JavaScript code compression « Python recipes

A regex-based JavaScript compression kludge.

The current version has been tested against mochikit and json.js, which indeed tripped up the previous version (see comments).

      '''
a regex-based JavaScript code compression kludge
'''
import re

class JSCompressor(object):

    def __init__(self, compressionLevel=2, measureCompression=False):
        '''
        compressionLevel:
        0 - no compression, script returned unchanged.
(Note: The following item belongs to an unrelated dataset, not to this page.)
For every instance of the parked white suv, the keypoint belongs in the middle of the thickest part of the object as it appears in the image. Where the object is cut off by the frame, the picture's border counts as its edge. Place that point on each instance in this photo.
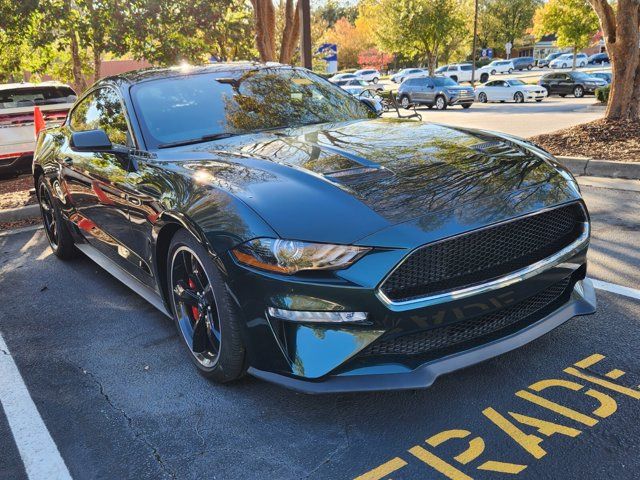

For debugging only -
            try if you suspect that compression compromises your script
        1 - Strip comments and empty lines, don't change line breaks and indentation (code remains readable)
        2 - Additionally strip insignificant whitespace (code will become quite unreadable)

        measureCompression: append a comment stating the extent of compression
        '''
        self.compressionLevel = compressionLevel
        self.measureCompression = measureCompression

    # a bunch of regexes used in compression
    # first, exempt string and regex literals from compression by transient substitution

    findLiterals = re.compile(r'''
        (\'.*?(?<=[^\\])\')             |       # single-quoted strings
        (\".*?(?<=[^\\])\")             |       # double-quoted strings
        ((?<![\*\/])\/(?![\/\*]).*?(?<![\\])\/) # JS regexes, trying hard not to be tripped up by comments
        ''', re.VERBOSE)

    # literals are temporarily replaced by numbered placeholders

    literalMarker = '@_@%d@_@'                  # temporary replacement
    backSubst = re.compile('@_@(\d+)@_@')       # put the string literals back in

    mlc1 = re.compile(r'(\/\*.*?\*\/)')         # /* ... */ comments on single line
    mlc = re.compile(r'(\/\*.*?\*\/)', re.DOTALL)  # real multiline comments
    slc = re.compile('\/\/.*')                  # remove single line comments

    collapseWs = re.compile('(?<=\S)[ \t]+')    # collapse successive non-leading white space characters into one

    squeeze = re.compile('''
        \s+(?=[\}\]\)\:\&\|\=\;\,\.\+])   |     # remove whitespace preceding control characters
        (?<=[\{\[\(\:\&\|\=\;\,\.\+])\s+  |     # ... or following such
        [ \t]+(?=\W)                      |     # remove spaces or tabs preceding non-word characters
        (?<=\W)[ \t]+                           # ... or following such
        '''
        , re.VERBOSE | re.DOTALL)

    def compress(self, script):
        '''
        perform compression and return compressed script
        '''
        if self.compressionLevel == 0:
            return script

        lengthBefore = len(script)

        # first, substitute string literals by placeholders to prevent the regexes messing with them
        literals = []

        def insertMarker(mo):
            l = mo.group()
            literals.append(l)
            return self.literalMarker % (len(literals) - 1)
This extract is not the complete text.